A cofunctor is a span of functors, whose left leg is a bijective-on-objects functor, and whose right leg is a discrete opfibration. For a fixed category B, there is a category Cof(B) of cofunctors over a base, and DOpf(B) is a coreflective subcategory of it. (6 / 11)
- Bryce Clarke (@8ryceClarke) John Baez (Apr 17 2022 at 23:08):Maybe @Bryce Clarke can say.
Tim Hosgood (Apr 18 2022 at 19:54):There's a definition on slide 17 of Bryce's talk from CT2019 (https://conferences.inf.ed.ac.uk/ct2019/slides/63.pdf)
Screenshot-2022-04-18-at-21.53.40.png
Mike Stay (Apr 18 2022 at 20:41):Thanks! Maps of spans it is, then. Unless I'm missing something, the cofunctors are special spans in Cat, so the resulting structure Cof should be a sub-tricategory of the monoidal tricategory Span(Cat) described by @Alex Hoffnung here. The diagram you posted says transformations between cofunctors are maps of spans where the opfibration part commutes on the nose. Because it commutes strictly, that allows only identity modifications between transformations.
@Bryce Clarke, is there some reason you didn't consider maps of spans with 2-cells on both sides and the resulting modifications?
Bryce Clarke (Apr 19 2022 at 06:55):Mike Stay said:
Thanks! Maps of spans it is, then. Unless I'm missing something, the cofunctors are special spans in Cat, so the resulting structure Cof should be a sub-tricategory of the monoidal tricategory Span(Cat) described by Alex Hoffnung here. The diagram you posted says transformations between cofunctors are maps of spans where the opfibration part commutes on the nose. Because it commutes strictly, that allows only identity modifications between transformations.
Bryce Clarke, is there some reason you didn't consider maps of spans with 2-cells on both sides and the resulting modifications?
Hi Mike, there are a few reasons why these specific maps were considered between cofunctors (viewed as spans).

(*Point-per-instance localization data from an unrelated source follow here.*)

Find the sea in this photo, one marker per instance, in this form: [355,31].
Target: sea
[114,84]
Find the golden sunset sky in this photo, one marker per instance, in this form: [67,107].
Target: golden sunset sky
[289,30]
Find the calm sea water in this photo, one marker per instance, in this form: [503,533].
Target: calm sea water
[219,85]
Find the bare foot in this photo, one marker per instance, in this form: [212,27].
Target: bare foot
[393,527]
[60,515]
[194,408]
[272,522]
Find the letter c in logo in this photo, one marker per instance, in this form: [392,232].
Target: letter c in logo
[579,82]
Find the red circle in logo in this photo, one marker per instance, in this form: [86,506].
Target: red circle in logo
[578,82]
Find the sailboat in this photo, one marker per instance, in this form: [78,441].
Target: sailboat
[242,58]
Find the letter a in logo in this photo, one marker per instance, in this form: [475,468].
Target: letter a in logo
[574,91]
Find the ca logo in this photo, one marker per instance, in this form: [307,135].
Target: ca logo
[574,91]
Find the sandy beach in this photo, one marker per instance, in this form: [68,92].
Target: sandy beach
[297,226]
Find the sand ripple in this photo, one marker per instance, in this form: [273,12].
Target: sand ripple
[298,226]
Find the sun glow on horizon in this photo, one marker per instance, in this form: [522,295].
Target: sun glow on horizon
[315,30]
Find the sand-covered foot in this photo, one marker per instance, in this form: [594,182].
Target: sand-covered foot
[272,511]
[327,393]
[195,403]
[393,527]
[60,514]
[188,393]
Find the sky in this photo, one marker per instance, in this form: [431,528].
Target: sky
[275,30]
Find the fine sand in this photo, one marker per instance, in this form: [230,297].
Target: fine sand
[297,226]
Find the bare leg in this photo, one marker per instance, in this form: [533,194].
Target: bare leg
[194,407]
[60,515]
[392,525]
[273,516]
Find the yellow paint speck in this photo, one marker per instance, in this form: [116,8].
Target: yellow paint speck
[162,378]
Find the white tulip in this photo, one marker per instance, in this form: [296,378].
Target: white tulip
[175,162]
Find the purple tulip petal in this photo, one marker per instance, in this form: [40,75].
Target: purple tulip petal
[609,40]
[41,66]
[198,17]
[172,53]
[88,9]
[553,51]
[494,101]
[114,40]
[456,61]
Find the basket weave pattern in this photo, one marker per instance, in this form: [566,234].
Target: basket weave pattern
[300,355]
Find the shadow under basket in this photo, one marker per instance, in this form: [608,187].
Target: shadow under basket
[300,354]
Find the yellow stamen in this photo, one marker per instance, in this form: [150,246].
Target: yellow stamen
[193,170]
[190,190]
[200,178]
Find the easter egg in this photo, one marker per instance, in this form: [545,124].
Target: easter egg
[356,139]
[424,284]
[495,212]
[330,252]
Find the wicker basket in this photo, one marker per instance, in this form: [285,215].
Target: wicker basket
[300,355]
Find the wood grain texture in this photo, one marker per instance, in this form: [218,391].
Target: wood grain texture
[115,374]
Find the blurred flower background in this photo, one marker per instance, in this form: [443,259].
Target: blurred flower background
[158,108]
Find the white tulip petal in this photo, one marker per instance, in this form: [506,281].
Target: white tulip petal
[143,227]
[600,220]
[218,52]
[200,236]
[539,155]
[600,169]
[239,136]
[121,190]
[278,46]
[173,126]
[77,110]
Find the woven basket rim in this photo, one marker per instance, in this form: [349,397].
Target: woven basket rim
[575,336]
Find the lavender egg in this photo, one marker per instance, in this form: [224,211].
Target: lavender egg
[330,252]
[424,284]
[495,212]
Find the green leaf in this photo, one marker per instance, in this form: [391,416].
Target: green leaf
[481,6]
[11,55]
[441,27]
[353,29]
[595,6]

One reason, is that this is how natural cotransformations were defined in Aguiar's thesis p39. The second and more important reason is that these are the kind of 2-cells which arise naturally from the formal theory of monads II. For a 2-category K, there is a 2-category EM(K) and when we restrict to morphisms of monads whose 1-cell component is a left adjoint, you get the 2-category of categories, cofunctors, and conatural transformations.